- The Washington Times - Sunday, August 10, 2008

A friendly group of animated animals teaches children the finer points of life in Jumpstart Advanced Preschool World (Knowledge Adventure for PCs with a minimum Pentium III processor using XP or Vista operating systems, $29.99).

The ambitious effort, contained in a four-disc CD-ROM set, offers 60 activities and exposure to 25 skill sets as children 3 to 5 years old move around a cheery, dynamic three-dimensional land.

This free-roaming environment consists of three locations - the Neighborhood, Preschool Town and Craft Corner - with each offering a distinctive module of fun. Action includes talking to characters, resource collection (using a backpack), playing games and accepting missions. It’s similar to a typical role-playing game, though not as complicated.

The player begins his journey greeted by a song from Frankie the Dog and the Jumpstart gang. He must next design his own avatar complete with choice of mouth, hairstyle, eyes, shoes and clothing.

A well-rounded introduction to parts of the town begins with help from Frankie, CJ the frog and Keisha the tiger. Much of the narrative provides lessons in following directions as the child maneuvers his avatar around the terrain by clicking and moving the mouse.

In the busy Neighborhood, the child can watch a video at the Movie House, play music on a jukebox, modify his house, try a giant water slide, plant and water flowers, take a photo of a character, record a story (microphone required), or go for a swim.

Of course, he also can get a jump-start on his education in the Learning House, which boasts eight games. The focus of the challenges is numbers one through 10, alphabet sequencing and letter-to-word association, which is explored using matching and click-and-drag-style puzzles.

Frankie and his pals help the player every step of the way and remind him about sharing, friendship, hygiene, eating habits and even exercise.

Colored pieces of three storybooks are earned for helping characters through a variety of tasks, such as cheering up Eleanor the elephant by finding items that fell out of her backpack or collecting seeds for Hopsalot the rabbit. Once a book is ready (a child can read along with the narrated story), a new part of the world is available (subsequently accessed again via a map).

Complete storybooks open up Preschool Town (which concentrates on slightly more difficult activities, such as filling a grocery list and driving a fire engine) and Craft Corner, a place with a simple-to-use art program to develop an original, ready-to-print masterpiece.

Very responsive controls and plenty of objectives for a child to accomplish will keep him busy.

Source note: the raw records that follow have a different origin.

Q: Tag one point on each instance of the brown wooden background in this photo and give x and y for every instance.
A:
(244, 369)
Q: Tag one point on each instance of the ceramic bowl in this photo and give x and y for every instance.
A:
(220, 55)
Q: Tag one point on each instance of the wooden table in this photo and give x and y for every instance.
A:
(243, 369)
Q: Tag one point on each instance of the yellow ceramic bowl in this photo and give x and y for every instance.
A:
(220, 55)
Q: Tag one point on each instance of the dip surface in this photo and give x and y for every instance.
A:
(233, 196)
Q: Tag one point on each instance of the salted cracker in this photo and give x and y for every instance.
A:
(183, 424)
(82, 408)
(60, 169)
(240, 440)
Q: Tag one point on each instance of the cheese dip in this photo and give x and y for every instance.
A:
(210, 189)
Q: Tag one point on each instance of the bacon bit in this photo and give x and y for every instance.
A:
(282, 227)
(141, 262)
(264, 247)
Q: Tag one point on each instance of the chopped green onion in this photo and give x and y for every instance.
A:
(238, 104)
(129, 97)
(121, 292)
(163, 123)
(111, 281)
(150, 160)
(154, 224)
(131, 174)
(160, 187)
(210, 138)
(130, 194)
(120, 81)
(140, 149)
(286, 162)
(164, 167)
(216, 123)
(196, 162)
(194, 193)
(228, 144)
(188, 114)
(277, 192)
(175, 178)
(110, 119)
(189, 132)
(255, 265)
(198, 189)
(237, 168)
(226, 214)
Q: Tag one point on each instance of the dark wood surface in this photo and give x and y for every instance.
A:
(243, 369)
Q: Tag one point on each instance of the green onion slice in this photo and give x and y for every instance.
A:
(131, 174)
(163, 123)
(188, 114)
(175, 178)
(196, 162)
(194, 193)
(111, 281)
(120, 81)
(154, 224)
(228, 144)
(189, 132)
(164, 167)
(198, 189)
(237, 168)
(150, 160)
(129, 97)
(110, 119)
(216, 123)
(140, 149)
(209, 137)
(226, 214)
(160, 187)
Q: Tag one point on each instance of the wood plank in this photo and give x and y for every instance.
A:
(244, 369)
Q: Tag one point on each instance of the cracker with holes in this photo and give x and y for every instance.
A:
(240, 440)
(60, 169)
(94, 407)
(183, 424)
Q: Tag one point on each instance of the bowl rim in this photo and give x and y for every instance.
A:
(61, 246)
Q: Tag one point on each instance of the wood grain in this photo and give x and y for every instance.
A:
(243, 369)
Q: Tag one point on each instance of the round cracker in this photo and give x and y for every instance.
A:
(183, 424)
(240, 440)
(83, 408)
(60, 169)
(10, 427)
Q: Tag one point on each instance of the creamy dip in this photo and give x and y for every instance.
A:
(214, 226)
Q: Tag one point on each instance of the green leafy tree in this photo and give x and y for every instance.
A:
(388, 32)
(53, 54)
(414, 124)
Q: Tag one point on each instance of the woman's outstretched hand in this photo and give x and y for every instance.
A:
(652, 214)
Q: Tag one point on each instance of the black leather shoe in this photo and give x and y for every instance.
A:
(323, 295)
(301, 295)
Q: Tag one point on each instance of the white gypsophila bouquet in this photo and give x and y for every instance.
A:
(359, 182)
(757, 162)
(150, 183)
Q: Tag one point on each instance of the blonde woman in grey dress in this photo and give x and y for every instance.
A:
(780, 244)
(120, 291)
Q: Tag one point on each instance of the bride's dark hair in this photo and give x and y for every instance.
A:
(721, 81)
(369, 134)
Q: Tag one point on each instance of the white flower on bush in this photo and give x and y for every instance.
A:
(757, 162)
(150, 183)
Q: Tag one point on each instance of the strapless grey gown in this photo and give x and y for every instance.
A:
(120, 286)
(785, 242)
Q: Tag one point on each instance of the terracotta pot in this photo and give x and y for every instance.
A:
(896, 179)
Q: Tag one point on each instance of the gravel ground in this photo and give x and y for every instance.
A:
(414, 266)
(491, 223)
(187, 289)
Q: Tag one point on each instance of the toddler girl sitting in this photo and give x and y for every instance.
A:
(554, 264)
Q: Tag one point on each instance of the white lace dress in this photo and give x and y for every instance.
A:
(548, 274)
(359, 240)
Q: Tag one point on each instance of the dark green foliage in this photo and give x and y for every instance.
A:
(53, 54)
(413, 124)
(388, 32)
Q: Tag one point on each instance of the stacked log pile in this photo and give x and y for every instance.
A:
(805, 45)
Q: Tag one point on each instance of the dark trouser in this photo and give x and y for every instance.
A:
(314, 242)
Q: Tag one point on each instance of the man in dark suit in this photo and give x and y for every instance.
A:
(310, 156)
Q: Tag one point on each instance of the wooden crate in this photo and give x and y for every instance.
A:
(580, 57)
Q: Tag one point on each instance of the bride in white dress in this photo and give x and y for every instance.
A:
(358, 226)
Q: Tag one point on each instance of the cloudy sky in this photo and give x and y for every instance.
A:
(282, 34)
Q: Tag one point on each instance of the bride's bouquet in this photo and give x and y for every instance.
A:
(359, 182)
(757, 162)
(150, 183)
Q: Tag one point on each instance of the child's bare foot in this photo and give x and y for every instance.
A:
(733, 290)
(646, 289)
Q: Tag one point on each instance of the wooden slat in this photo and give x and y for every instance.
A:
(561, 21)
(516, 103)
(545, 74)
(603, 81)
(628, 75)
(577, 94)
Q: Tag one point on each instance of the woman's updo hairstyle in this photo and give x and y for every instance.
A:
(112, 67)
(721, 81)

From a parent’s end, the disc installation was flawless. Better yet, parents have their own workspace to track progress and customize their child’s Jumpstart experience by adding personal photos highlighting holidays.

Age range:The box says ages 3 to 5, but only the sharpest of 3-year-olds will have any chance of understanding what is going on. The younger set will gladly sit in their parent’s lap and interact as the Jumpstart world opens up to them.

Game Bytes

Here’s an abbreviated look at some multimedia items for the entire family:

Dilbert: Cubicle Chaos (for cell phone from Namco, $2.99 to $5.99 for a monthly subscription) - Cartoonist Scott Adams‘ famed engineer takes more white-collar grief in an over-the-top, sarcasm-enriched, task-managing game.